Ambiente

Cúpula climática: falta de ambição pode transformar o Brasil em “saco de pancada”

por ClimaInfo – 

A expectativa em torno da participação brasileira na Cúpula Climática desta 5ª feira (22/4) é muito ruim: o país chega ao evento sem planos para combater o desmatamento e nem resultados positivos a apresentar, o que prejudica ainda mais a sua já parca credibilidade internacional na agenda ambiental. Como Thaís Oyama observou no UOL, Bolsonaro virou um easy target: “alguém fácil e bom de bater”.  “O Brasil nunca chegou numa reunião de cúpula do clima como vilão. Essa é a primeira vez”, destacou Míriam Leitão em sua coluna no jornal O Globo. “E ele está nessa situação de constrangimento pelo resultado do pior governo do Brasil para a área ambiental e climática”.  Até o ex-presidente Fernando Collor, supostamente aliado de Bolsonaro, se uniu ao coro alertando n’O Globo sobre o crescente isolamento internacional. Já o ex-chanceler Aloysio Nunes Ferreira ressaltou no Estadão que o vai-e-vem na retórica bolsonarista gera mais desconfiança sobre as reais intenções do governo nas discussões ambientais. Para ele, Bolsonaro “desdenhou de recursos do Fundo Amazônia e, quando Joe Biden se dispôs a ajudar, respondeu grosseiramente”. O Correio Braziliense também analisou as dificuldades que se acumulam no Palácio do Planalto para aplacar a frustração crescente de governos estrangeiros com a política ambiental brasileira. Sobre o Brasil conseguir dinheiro internacional para a Amazônia sem condicioná-lo a resultados efetivos no combate ao desmatamento, o embaixador Sérgio Amaral, ex-chefe da diplomacia brasileira nos EUA, afirmou que a chance disso acontecer é “próxima a zero”. O professor Eduardo Viola (UnB) vai na mesma linha em entrevista para O Globo, observando que a falta de credibilidade do país impossibilita qualquer resultado nesse sentido. Em encontro ontem (19) com Estados Unidos, Alemanha, Noruega, Reino Unido e a delegação da União Europeia no Brasil, representantes da sociedade civil destacaram pontos de atenção para um eventual acordo com o Brasil, segundo a Época.

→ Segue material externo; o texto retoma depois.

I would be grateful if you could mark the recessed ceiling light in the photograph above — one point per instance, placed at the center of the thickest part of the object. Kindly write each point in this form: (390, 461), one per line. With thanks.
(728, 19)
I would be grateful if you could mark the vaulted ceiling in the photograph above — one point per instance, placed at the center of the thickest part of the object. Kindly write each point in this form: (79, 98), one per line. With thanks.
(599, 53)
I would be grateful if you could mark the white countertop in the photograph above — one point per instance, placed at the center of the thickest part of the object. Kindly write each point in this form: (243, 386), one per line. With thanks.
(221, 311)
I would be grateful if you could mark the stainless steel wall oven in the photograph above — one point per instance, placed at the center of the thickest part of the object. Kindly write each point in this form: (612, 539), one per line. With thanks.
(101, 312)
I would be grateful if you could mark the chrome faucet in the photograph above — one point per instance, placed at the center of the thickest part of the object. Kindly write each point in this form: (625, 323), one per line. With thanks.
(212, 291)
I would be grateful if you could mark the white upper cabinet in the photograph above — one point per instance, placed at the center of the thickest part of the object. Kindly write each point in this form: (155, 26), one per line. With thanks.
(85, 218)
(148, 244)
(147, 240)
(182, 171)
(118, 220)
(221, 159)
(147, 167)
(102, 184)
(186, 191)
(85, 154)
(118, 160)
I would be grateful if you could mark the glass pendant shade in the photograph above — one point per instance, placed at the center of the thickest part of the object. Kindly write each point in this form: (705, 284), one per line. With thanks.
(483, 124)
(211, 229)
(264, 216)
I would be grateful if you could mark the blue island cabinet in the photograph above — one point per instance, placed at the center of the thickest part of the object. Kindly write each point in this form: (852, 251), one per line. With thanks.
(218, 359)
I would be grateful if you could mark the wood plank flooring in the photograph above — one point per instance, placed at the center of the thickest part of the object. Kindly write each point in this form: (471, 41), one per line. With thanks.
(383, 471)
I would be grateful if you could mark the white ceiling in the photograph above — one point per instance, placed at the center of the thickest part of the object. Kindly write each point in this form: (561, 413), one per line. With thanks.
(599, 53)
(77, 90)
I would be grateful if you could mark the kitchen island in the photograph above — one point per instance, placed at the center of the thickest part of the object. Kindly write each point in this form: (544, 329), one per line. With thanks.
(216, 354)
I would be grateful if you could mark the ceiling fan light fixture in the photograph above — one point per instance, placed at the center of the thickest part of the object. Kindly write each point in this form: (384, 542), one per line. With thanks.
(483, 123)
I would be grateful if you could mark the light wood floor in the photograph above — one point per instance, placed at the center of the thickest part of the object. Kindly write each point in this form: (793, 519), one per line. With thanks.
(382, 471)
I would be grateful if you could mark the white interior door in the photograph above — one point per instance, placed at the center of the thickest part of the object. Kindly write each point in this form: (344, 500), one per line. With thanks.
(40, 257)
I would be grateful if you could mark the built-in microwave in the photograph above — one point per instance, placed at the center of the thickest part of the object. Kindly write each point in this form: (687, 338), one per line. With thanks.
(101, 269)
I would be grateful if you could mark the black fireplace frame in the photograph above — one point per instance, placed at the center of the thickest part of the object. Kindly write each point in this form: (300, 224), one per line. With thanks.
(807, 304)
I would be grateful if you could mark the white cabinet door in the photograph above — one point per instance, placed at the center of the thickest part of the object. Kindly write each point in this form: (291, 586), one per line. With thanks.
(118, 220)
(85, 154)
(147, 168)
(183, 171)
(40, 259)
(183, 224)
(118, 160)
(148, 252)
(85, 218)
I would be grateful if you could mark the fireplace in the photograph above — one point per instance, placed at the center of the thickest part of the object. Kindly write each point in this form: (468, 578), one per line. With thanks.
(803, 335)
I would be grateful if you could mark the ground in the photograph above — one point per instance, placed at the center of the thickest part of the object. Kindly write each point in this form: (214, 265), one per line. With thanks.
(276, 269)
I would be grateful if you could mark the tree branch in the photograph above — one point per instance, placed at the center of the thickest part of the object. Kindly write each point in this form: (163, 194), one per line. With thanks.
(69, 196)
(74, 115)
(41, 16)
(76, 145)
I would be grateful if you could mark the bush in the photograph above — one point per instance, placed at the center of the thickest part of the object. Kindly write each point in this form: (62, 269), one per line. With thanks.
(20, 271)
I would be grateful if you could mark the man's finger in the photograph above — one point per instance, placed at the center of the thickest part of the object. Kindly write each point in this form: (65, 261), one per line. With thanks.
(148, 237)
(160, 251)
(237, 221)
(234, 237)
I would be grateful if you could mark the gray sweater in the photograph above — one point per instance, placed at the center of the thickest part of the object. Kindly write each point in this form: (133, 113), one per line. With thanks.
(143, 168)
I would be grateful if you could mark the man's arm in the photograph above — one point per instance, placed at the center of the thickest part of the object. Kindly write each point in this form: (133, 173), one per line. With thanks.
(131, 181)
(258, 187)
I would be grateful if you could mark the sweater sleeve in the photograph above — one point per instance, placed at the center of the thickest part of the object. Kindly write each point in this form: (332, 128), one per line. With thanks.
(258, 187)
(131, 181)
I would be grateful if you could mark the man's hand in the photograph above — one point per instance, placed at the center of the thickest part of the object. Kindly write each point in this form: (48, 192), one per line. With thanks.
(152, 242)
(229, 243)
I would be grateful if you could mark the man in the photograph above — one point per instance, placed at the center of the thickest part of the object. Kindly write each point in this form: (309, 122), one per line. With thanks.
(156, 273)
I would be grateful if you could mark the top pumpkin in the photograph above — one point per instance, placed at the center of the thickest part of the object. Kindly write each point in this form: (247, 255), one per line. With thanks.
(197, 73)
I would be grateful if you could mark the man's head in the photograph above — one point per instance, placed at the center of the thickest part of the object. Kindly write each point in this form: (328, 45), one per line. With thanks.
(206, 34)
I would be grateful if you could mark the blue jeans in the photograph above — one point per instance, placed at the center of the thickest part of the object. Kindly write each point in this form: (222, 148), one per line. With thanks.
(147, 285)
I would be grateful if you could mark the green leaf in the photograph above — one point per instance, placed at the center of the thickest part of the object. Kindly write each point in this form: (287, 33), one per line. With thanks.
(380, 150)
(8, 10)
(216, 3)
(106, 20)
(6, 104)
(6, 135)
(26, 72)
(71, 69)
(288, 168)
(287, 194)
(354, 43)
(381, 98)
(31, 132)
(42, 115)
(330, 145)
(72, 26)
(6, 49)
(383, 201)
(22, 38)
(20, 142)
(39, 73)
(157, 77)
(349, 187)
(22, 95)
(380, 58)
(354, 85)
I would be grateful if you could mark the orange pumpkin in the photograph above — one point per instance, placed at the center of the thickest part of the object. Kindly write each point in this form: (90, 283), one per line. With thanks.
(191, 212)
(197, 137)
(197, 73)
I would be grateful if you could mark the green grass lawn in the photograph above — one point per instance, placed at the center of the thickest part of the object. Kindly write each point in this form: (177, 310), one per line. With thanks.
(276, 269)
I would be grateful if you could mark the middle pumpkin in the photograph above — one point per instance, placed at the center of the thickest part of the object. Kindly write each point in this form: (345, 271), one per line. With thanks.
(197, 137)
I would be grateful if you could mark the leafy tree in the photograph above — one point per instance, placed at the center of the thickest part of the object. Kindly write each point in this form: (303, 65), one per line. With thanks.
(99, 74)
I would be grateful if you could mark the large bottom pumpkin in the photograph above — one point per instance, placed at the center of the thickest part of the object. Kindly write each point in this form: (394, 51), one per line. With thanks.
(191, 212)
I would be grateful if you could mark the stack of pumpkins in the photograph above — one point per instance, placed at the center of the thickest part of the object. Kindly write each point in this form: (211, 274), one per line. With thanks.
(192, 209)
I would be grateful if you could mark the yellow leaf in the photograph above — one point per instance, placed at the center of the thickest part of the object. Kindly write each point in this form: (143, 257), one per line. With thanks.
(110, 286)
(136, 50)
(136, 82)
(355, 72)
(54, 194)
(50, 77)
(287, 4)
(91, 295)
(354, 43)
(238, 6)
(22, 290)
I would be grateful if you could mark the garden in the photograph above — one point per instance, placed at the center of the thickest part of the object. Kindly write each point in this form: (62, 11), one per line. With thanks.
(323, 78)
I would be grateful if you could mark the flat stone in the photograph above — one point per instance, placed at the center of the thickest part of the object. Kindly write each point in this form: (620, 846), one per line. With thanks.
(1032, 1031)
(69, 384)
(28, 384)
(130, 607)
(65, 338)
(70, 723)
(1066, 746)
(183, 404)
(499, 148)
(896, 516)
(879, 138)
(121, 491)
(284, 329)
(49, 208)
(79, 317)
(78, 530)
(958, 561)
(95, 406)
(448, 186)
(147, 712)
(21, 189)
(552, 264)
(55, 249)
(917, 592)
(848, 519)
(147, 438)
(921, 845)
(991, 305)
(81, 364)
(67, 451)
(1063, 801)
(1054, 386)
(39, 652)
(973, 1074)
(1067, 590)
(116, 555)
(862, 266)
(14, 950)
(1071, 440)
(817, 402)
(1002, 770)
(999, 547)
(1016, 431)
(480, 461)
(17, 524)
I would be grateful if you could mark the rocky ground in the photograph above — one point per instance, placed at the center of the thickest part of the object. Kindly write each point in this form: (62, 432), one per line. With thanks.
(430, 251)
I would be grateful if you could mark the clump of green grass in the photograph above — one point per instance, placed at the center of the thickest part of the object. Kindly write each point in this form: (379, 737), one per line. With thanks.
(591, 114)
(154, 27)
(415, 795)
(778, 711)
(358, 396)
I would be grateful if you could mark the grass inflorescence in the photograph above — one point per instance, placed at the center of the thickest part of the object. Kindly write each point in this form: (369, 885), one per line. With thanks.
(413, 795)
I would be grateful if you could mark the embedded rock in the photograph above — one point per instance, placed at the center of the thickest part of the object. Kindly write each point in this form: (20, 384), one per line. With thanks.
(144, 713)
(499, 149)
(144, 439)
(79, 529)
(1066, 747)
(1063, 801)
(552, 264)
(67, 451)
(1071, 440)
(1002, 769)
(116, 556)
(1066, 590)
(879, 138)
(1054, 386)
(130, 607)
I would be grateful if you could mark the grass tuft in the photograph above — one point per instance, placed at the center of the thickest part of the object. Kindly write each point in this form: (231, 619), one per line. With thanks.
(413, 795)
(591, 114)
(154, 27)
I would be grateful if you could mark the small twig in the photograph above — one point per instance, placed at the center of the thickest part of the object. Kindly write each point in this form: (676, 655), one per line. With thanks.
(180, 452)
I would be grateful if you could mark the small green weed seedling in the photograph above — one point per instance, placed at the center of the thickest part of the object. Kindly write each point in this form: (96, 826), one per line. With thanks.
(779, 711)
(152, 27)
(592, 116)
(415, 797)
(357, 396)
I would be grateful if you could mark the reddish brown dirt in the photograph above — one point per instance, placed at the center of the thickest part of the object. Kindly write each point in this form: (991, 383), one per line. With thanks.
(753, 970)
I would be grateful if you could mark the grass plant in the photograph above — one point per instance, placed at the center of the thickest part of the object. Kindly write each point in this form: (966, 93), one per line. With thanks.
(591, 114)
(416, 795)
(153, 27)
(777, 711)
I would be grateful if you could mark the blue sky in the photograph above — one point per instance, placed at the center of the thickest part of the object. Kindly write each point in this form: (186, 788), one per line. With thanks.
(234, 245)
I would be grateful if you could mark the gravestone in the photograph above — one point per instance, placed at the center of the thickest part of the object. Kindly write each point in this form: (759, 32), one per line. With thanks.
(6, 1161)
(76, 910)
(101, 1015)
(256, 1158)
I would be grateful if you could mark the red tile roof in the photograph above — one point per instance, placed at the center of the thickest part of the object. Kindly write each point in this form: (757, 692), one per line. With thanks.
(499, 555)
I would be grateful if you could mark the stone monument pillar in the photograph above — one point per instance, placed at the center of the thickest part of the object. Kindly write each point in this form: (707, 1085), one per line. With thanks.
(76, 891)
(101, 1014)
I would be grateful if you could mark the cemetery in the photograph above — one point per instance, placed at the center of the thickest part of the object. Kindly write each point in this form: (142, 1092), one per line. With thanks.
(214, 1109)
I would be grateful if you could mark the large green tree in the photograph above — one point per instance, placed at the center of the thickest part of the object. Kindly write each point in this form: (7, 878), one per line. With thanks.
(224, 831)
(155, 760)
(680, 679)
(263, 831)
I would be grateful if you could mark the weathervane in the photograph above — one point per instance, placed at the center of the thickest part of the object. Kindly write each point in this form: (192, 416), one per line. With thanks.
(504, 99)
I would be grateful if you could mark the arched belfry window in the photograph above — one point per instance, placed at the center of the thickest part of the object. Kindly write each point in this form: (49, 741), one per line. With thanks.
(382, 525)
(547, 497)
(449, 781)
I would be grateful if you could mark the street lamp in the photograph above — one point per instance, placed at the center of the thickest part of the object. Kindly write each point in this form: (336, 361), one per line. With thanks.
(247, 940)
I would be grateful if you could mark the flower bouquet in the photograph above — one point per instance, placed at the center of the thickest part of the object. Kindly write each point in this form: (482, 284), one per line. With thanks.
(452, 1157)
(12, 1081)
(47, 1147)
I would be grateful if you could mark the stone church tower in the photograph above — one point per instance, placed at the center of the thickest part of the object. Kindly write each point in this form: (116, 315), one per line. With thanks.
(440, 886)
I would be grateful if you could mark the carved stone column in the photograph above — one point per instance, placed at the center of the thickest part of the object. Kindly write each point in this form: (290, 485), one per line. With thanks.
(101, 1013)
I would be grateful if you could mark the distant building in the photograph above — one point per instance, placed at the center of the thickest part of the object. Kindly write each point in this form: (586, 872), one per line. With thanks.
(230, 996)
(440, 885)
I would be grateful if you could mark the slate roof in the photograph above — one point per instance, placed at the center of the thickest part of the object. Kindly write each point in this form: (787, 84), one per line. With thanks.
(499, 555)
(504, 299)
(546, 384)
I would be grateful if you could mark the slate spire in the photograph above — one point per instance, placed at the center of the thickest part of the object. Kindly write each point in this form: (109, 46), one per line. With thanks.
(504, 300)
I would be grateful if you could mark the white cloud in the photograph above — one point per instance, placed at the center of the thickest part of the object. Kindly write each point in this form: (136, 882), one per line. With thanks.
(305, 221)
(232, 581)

Já antecipando o balde de água fria na questão do financiamento internacional, o vice-presidente Mourão tentou minimizar os problemas e afirmou que o Brasil não pode se comportar como um “mendigo” nas conversas internacionais sobre a Amazônia. Ele repetiu o discurso padrão do Planalto: de que o Brasil merece receber esses recursos externos pela preservação realizada nas últimas décadas e que a responsabilidade do país na questão climática é pequena em comparação com as grandes potências e as nações mais ricas – a despeito de o Brasil figurar atualmente entre os seis países com mais emissões de carbono do mundo. O falatório de Mourão foi repercutido por G1Metrópoles e Valor.

Pelo lado dos EUA, ainda que não haja um acordo formal com o Brasil nos próximos dias, o caminho segue sendo o das cobranças: segundo a Folha, a Casa Branca espera que Bolsonaro reforce em seu discurso na cúpula o compromisso feito na carta da semana passada, na qual ele prometeu zerar o desmatamento ilegal na Amazônia até 2030. Ao mesmo tempo, informou o Estadão, os EUA também esperam que Bolsonaro apresente um compromisso político claro e pragmático, com um cronograma de redução gradual do desmatamento e uma meta climática mais ambiciosa sob o Acordo de Paris.